Chan Chan’s mother died as a result of her HIV status, and his next carer, his grandma, also recently passed away. His two aunties promised to take care of him but sadly failed in their duties, as a result he began to regularly miss appointments and failed to conform to his ART regimen.
It is with great sadness that we report the sudden passing of the original carer / ’mother’, Mrs Myint Tin. In April, at 43 years of age she died suddenly from a stroke. To replace Myint Tin, Yin Yin Cho joined the Home on 9th May. She is a 42 year-old widow from Bago division. Her one child died at the age of seven months. She is a patient person, has proved herself as an excellent cook, and has so far given great help to the children with their homework and non-formal education. She is now coming to the end of her orientation and we are delighted to welcome her to the team.
The orphanage also has a caretaker, Saw Maung Maung Soe. His duties include maintaining the garden, generator, the solar power system, and the water pump. He is responsible for the good maintenance and tidiness of all outside areas and the integrity of the building. He also supports the ‘mother’ where needed, and sometimes helps to deliver the children to school. Most importantly, he is the round-the-clock security guard. He continues to serve the Home since he was recruited when the Home opened in 2016.
As a result of the currently low recruitment rate of children to-date, we have managed to run the Home more efficiently than we originally envisaged. This has resulted in lower expenditures than budgeted.
By employing an HIV positive caretaker and mother both receiving ART, MAM is completing a holistic care opportunity for these patients. Thus, not only is the new Children’s Home a fantastic new tool at the disposal of MAM clinicians to ensure good ART adherence amongst complex and high-need child patients, but it is also a safe employment opportunity and routine-supportive environment for adult HIV patients with high HIV empathy levels.
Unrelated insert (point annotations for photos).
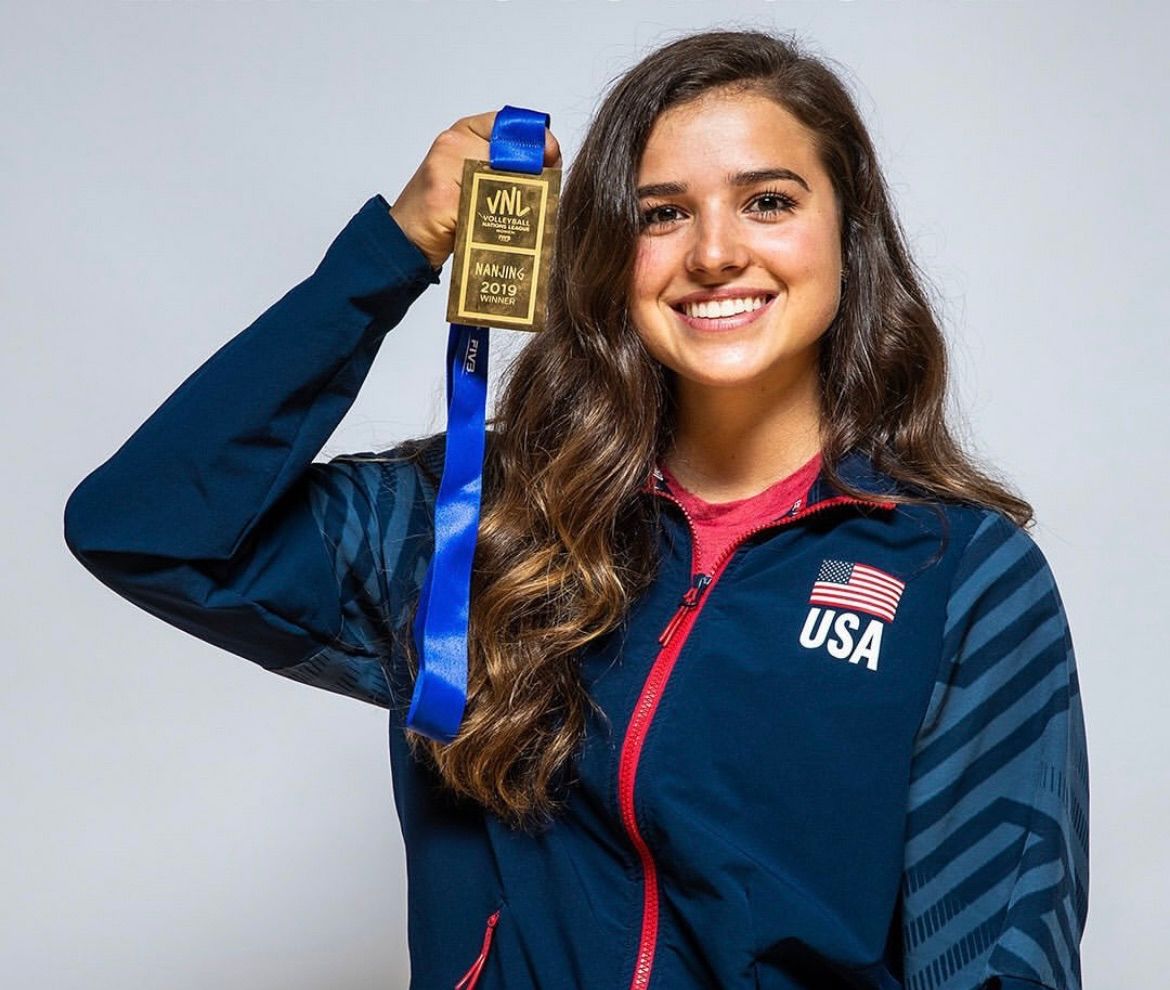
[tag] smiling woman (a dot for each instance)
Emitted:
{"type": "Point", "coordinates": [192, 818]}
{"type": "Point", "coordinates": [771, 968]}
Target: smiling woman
{"type": "Point", "coordinates": [737, 276]}
{"type": "Point", "coordinates": [768, 685]}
The impact we have on the lives of the residents is clear: the children receiving the care of the mother, and benefiting from this fantastic new environment gives them the strong routine and opportunities that they need and crave respectively. We look forward to maintaining and improving the Home further. To maintain the Home’s strong positive impact, MAM remains committed to ensuring only the most in need children with no other care option receive its support. Growth of the home’s number of residents is not something that should be forced. The building and site have the capacity to house over double the residents there currently with little impact on the quality of life achieved / care given, though this would require extra staff, and further recruitment is something we will consider on a needs-basis.